Let E be the cylindrical frame field $E_1 = \cos\theta U_1 + \sin\theta U_2, E_2 = − \sin\theta U_1 + \cos\theta U_2, E_3 = U_3$
(a) Starting from the basic cylindrical equations $x = r \cos\theta, y = r \sin\theta, z = z$, show that the dual 1-forms are $θ_1 = dr, θ_2 = rd\theta, θ_3 = dz$.
I started by taking the derivatives of E however, I'm not sure if that's the right first step or not. Any guidance on this please? Thanks!
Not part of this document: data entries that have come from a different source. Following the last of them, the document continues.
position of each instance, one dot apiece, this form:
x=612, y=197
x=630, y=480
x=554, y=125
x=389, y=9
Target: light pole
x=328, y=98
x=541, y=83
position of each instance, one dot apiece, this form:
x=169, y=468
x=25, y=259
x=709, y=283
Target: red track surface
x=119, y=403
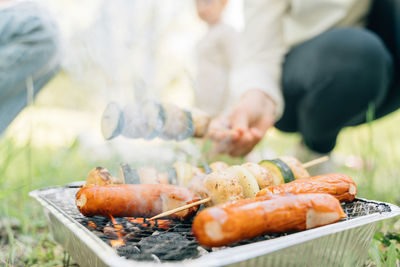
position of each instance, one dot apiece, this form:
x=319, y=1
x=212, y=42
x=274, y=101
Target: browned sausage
x=338, y=185
x=244, y=219
x=126, y=200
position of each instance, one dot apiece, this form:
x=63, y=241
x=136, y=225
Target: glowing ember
x=117, y=243
x=150, y=223
x=118, y=227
One way to do it is just recalling from linear algebra that the transformation between dual basis uses the inverse of the transition matrix between the original bases. Using columns whose entries are the vectors themselves requires an extra transposition. Meaning that if $$\begin{pmatrix} E_1 \\ E_2 \\ E_3 \end{pmatrix} = \begin{pmatrix} \cos \theta & \sin \theta & 0 \\ -\sin \theta & \cos \theta & 0 \\ 0 & 0 & 1\end{pmatrix}\begin{pmatrix} U_1 \\ U_2 \\ U_3 \end{pmatrix}$$then $$\begin{pmatrix} \theta_1 \\ \theta_2 \\ \theta_3 \end{pmatrix} = \left(\begin{pmatrix} \cos \theta & \sin \theta & 0 \\ -\sin \theta & \cos \theta & 0 \\ 0 & 0 & 1\end{pmatrix}^{-1}\right)^\top\begin{pmatrix} dx\\ dy \\ dz \end{pmatrix} = \begin{pmatrix} \cos \theta \,dx + \sin\theta\,dy \\ -\sin \theta\,dx + \cos \theta\,dy \\ dz \end{pmatrix}.$$For free, $\theta_3 = dz$. And sure enough, using $x = r\cos \theta$ and $y=r \sin \theta$ you get $$\begin{align} \theta_1 &= \cos\theta(\cos\theta \,dr - r\sin\theta\,d\theta) + \sin\theta(\sin\theta\,dr + r\cos\theta\,d\theta) = dr, \\ \theta_2 &= -\sin\theta(\cos\theta\,dr-r\sin\theta\,d\theta)+\cos\theta(\sin\theta\,dr+r\cos\theta\,d\theta) = r\,d\theta. \end{align}$$